Initial post-IRE examinations revealed a notable volume increase on ceCT and ceMRI, followed by a decrease during follow-up. The calculated volumes varied widely between the two modalities, which is caused by the difficult ablation zone delineation from surrounding structures. Studies investigating the size and shape of the IRE ablation zone have predominantly correlated imaging findings to histology in animal studies. Overall, the radiological ablation zone size as measured on CT and MRI-DWI correlates well with the histological ablation zone [20, 25, 26]. In addition, studies suggested that ablation zone size and shape depend on the IRE parameters used and on the type of tissue ablated [27]. There is clear concordance between our findings and preclinical and early clinical studies that describe a reduction of the size of the ablated area over several weeks [6, 11, 12, 20], resulting from the clearance of cellular debris aided by the preservation of larger vessels [6, 20].

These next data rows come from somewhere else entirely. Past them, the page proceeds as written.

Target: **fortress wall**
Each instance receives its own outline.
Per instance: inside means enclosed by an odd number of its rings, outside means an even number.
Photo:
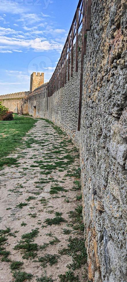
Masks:
[[[2,105],[9,108],[13,113],[17,113],[17,103],[19,110],[21,106],[22,99],[27,96],[29,91],[13,93],[0,96],[0,101]],[[28,112],[28,111],[27,111]]]
[[[80,132],[80,52],[78,72],[74,57],[73,78],[48,98],[48,110],[46,98],[28,99],[30,114],[36,106],[37,116],[60,126],[79,149],[88,280],[93,282],[127,280],[126,7],[123,0],[92,1]]]

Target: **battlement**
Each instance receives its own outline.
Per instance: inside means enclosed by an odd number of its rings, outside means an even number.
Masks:
[[[30,93],[30,91],[24,91],[18,92],[17,93],[12,93],[5,95],[0,95],[0,100],[5,99],[13,99],[15,98],[21,98],[25,97]]]
[[[34,72],[30,77],[30,92],[39,87],[44,83],[44,73]]]
[[[36,74],[36,73],[37,73],[37,74]],[[44,76],[44,73],[36,73],[35,72],[34,72],[32,74],[32,75],[33,75],[33,76]]]

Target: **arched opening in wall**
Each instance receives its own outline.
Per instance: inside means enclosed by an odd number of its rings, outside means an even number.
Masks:
[[[34,106],[34,117],[36,116],[36,106]]]

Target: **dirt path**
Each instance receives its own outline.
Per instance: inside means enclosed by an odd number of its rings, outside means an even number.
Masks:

The World Health Organization (WHO) criteria and RECIST criteria, depend on decrease in tumour size [28, 29]. However, decrease in viable cell mass is not always reflected by changes in tumour size [30]. Exclusive reliance on tumour size does not, therefore, provide a complete assessment of tumour response and may lead to inaccurate conclusions [29]. A preferable method of post-IRE treatment evaluation is to combine tumour and ablation zone sizes with functional information such as alterations in enhancement and diffusion [31].

CT is the standard imaging modality used for follow-up of pancreatic cancer and has an accuracy of 93.5 % for detecting locally recurrent tumour after pancreaticoduodenectomy using RECIST [32]. Since all five patients showed DWI-b800 hyperintensity and low ADC values at the site of eventual recurrence at 6 weeks, DWI-b800 and ADC may be useful to predict early recurrence or incomplete ablation, similar to imaging after hepatic ablation [33]. This may allow for earlier retreatment. However, the presumed hemosiderin deposition mentioned above may limit the capability of DWI-b800 to interpret the ablated area, in particular when the treatment zone is small, as susceptibility effects may obscure small areas of recurrence or create false-positives. Clearly, larger numbers are needed to validate our finding. More on the oncologic outcome of this trial will be published separately in the near future.

18F-fluorodeoxyglucose positron emission tomography (18F-FDG PET) CT has demonstrated better diagnostic accuracy compared with ceCT [34] and even MRI (without DWI-b800) [35] in the diagnosis of pancreatic cancer. Also, 18F-FDG PET is increasingly used to assess tissue response to chemoradiation for LAPC. A recent study showed the difference in maximum standardized uptake value (SUVmax) pre- and post-chemoradiation for LAPC was an independent predictor of clinical outcome.[34] In this study, 18F-FDG PET was not performed, but the value of 18F-FDG PET as a predictor for ablation success after pancreatic IRE should be investigated in future studies.

The greatest limitation of this study was the sample size, which precluded a meaningful quantitative data-analysis with respect to recurrences, therefore, no multivariable analyses were considered. Furthermore, histopathologic confirmation of recurrence was obtained in only one patient. Given the lack of clinical consequences and the associated risk of biopsy, no histopathologic confirmation was obtained in the remaining four patients. Another drawback was the often poorly delineated ablation zone caused by a peri-ablational inflammatory response, which renders the accuracy of the calculated volumes uncertain, especially on CT.

In conclusion, the most remarkable signal alterations after pancreatic IRE are shown by DWI-b800 and postcontrast T1-weighted MRI and these imaging characteristics may be useful to predict complete ablation and early recurrence. Future studies should elaborate whether imaging characteristics post-IRE can predict treatment outcome and stratify patients for potential retreatment. Currently we are performing a multicenter phase-III trial comparing IRE with stereotactic ablative body radiotherapy after neoadjuvant FOLFIRINOX (CROSSFIRE-study, registered at clinicaltrials.gov NCT02791503). Within this study all pre- and post-IRE images will be evaluated to validate present findings.